Morris ends his trilogy on a thrilling high note

Reaching the end of a trilogy can be both a thrilling and upsetting experience. Thrilling in the fact that readers have spent hours reading the first two books to finally reach the conclusion, yet knowing they have reached the end of a fun, adventurous, heart wrenching, emotional, etc. ride causes readers to become upset. Chad Morris has once again released a gripping novel for children and adults of basically any age group (let us say past the age of ten) with the third and final book of his Cragbridge Hall trilogy The Impossible Race.

Only a little over halfway through their first year at Cragbridge Hall, Abby and Derick have been through a lot: stopping a man desperate to change the tragic events of the past… twice, fighting with every ounce of knowledge and bravery they have… twice, and nearly losing their grandfather and parents… twice, being just a few of the events they have had to endure. With many of the key adult players in the story as well as the villainous Charles Muns out of commission dues to poison, one would think Abby, Derick, and the friends they have made would receive a reprieve from their heroic efforts. However, as all hero stories go, the hero (or heroes, in this case) do not get to rest and, barely a month after the events of The Avatar Battle, a new evil has arisen to aid Muns and the future is in more danger than anyone could possibly imagine. The only way Abby and Derick can save the world this time is by working together with their friends in an annual Cragbridge Hall tournament called the Race.

This trilogy is still surprising in the fact that all three of the stories take place in just the span of a school year (not even that). That is a lot of pressure to put on young children. And yet, Morris does an excellent job at developing these young characters throughout the progression of his books. Abby is so much braver and more confident in her abilities, focusing more on what she can do rather than what she is unable to do. Derick is forced to look at his life in a new light and develops a closer bond with his sister, realizing she is amazing without being super smart. Even Carol, sweet and overly talkative Carol, shows a side readers would not have expected to see from her.

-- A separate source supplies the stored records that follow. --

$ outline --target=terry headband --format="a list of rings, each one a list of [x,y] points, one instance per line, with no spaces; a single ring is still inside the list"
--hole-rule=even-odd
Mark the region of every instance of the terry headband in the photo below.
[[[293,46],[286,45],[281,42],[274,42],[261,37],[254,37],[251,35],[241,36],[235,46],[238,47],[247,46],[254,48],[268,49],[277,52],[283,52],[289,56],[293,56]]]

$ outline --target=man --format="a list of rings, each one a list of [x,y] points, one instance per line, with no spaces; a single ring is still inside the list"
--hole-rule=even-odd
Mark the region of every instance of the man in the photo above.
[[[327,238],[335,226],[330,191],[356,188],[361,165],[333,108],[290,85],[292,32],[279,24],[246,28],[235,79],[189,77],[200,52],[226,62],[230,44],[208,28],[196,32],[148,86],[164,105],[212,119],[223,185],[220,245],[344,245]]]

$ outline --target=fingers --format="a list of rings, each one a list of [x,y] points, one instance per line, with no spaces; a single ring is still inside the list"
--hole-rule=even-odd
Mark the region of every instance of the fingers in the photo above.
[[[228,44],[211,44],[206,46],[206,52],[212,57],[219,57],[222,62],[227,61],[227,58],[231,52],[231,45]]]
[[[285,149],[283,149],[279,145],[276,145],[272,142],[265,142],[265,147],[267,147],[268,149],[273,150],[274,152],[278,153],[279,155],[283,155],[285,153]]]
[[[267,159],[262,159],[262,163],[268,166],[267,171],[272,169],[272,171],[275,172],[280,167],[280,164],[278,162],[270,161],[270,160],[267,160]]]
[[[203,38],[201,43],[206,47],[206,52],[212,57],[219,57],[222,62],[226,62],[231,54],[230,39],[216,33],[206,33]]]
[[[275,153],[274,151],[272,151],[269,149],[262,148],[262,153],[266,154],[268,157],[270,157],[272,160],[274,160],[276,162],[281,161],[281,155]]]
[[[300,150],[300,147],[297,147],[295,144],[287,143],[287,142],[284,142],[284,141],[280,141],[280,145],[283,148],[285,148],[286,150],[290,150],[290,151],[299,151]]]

There is so much good to say about this book, but let us focus on the main purpose of the book: the Race. How Morris set up the race has a familiar feel to the epic conclusion of Ernest Cline’s Ready Player One: he adds in familiar aspects of pop culture as well as literature and mythology. In a nut shell, many aspects of the Race are every nerdy bookworm’s fantasies come to life. Granted, the nerdgasm a nerdy reader will experience after reading Cline’s book is not one readers will experience in The Impossible Race, but readers will still become excited with the references to Greek mythology, Beowulf, and as well as a few others.

As with The Inventor’s Secret and The Avatar Battle, Morris has included new important life lessons for younger readers (and older readers) to take with them as they grow and mature. The importance of family found in the first two books is taken to a new level in The Impossible Race when Derick finds himself in a position that makes him realize that he not only loves his parents and grandfather, but he also loves Abby. It seems many siblings, no matter the generation, either get along or never talk to one another. Brothers and/ or sisters can be some of the best friends a person ever has and, without that relationship, a family will never be one hundred percent complete. One of the most important lessons is found in this book and, if younger readers take any lessons away from any of these books, it should be this one: make the future yours.

The future is unpredictable and that makes it both exciting and frightening. If people were given the chance to see into their own future to see where they would end up, would they try as hard to reach that point in their lives? Two movies of today really focus on this story line: Marvel’s X-Men: Days of Future Past and Disney’s Meet the Robinsons. Charles Xavier has a monologue at the start of Days of Future Past and states, “Is the future truly set?” When Lewis meets his future self in Meet the Robinsons, he is told that the future he sees can be his, but he must make the right choices and “Keep moving forward.” Both of these fit very well with Morris’ message, for people never know what the future holds, nor should they know. In The Impossible Race, there is a great line from Oscar Cragbridge to Abby, “Because we can’t see the future, no one makes perfect choices all the time… But after we make a choice, make the most of it. Learn from it. Choose to take the difficult and make something worthwhile out of it… You must keep at it. It is a game of diligence… Trying invincibly day after day is better than small moments of brilliance” (Morris 94).

There is so much more to say about The Impossible Race, but to avoid spoiling important plot points, one must simply read Morris’ latest installment for oneself. Trilogies can be tricky and it is easy for a writer to fall into a bit of a lull when writing the next books (the sequel is probably the death trap in this), yet Morris made each of his books in his Cragbridge Hall trilogy better than the next and ended it on such a high note that one does not want it to come to an end. If fan fictions of this series are not written about Abby and Derick in future years at Crabridge Hall, it will be quite surprising. Morris has kicked off his career as a writer on a high note and readers should keep their eyes open to see what he has in store next.